I’m truly appalled by the lack of constraint used in public when it comes to foul language or talking on the phone. When did it become an acceptable way to express yourself regardless of those around you?
And young Greta Thunberg fighting for climate change or high school kids so impacted by devastating shootings that they changed the face of gun control have proven you absolutely can fight city hall!
“They” are the rules we turn to as a society to maintain a sense of unity and cohesiveness. If “they” are always followed, we know what’s expected and the consequences of ignoring them.
Some are outdated.
Every society needs a consensus. Without it we’d live in fear and the resulting chaos would only destroy.
In the 70’s, kids fed up with rules that put their lives at risk said enough. They “dropped out and turned on.” No rules became the mantra of the times.
But it didn’t work any better.
And not surprisingly, the very ones who hated the “establishment” and fought against the “man” and “fat cats” became them in later decades!
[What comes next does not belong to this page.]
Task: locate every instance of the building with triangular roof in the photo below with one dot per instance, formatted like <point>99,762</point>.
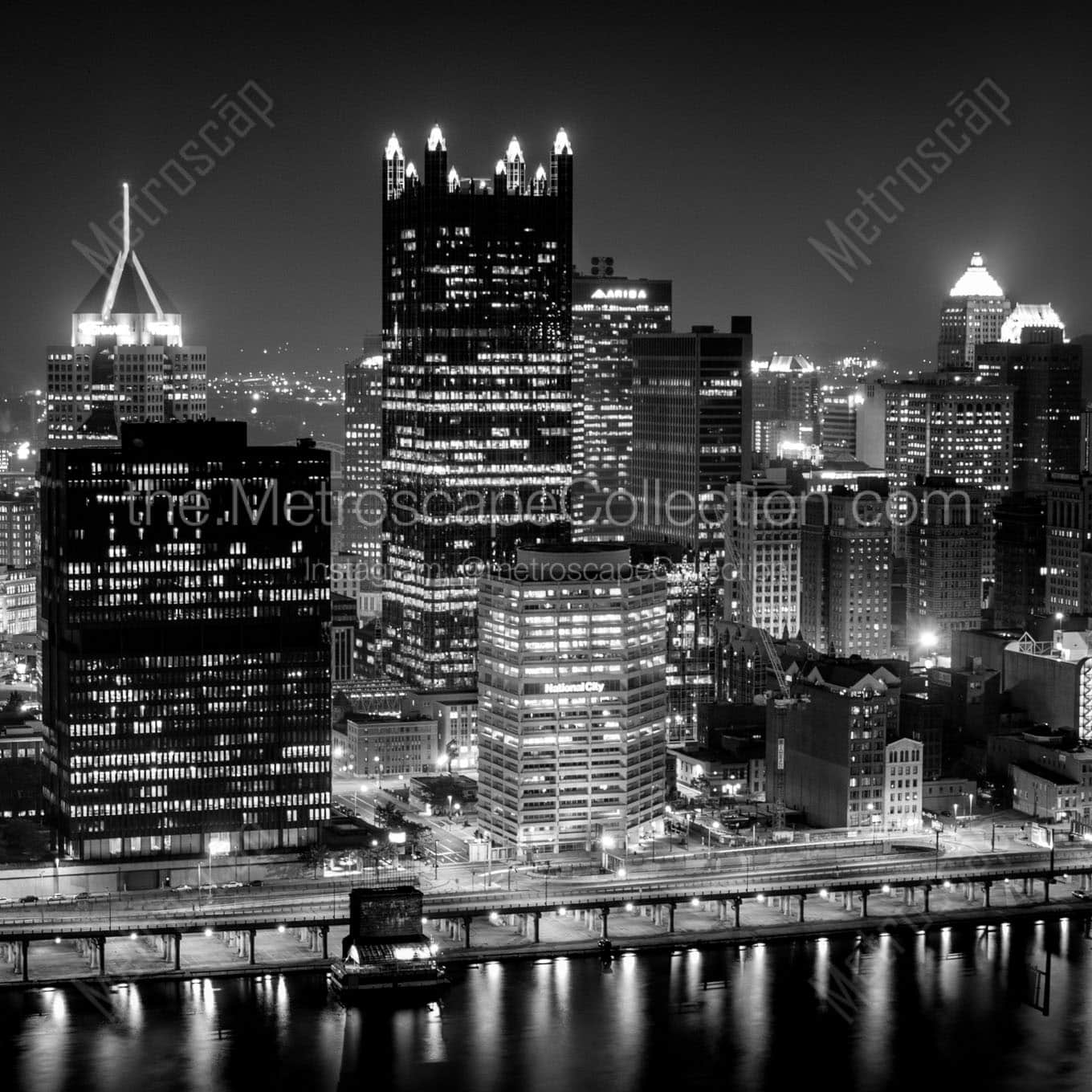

Social norms are necessary. We all need to know where the lines are drawn.
But today, we can’t seem to agree on much of anything.
How about we start with these:
Respect is earned.
Honesty should be valued.
If you can’t be kind, be quiet.
Do to others as you’d have them do to you.
He who is without sin cast the first stone.
Walk a mile in someone else’s shoes.
Forgive others. Not because they deserve it, but because you do.
Open your mind and heart.
Those who think they know everything will learn nothing.
Before you speak, THINK:
T-is it true
H- is it helpful
I- is it inspiring
N- is it necessary
K- is it kind
“They” could make tomorrow a little better for us all.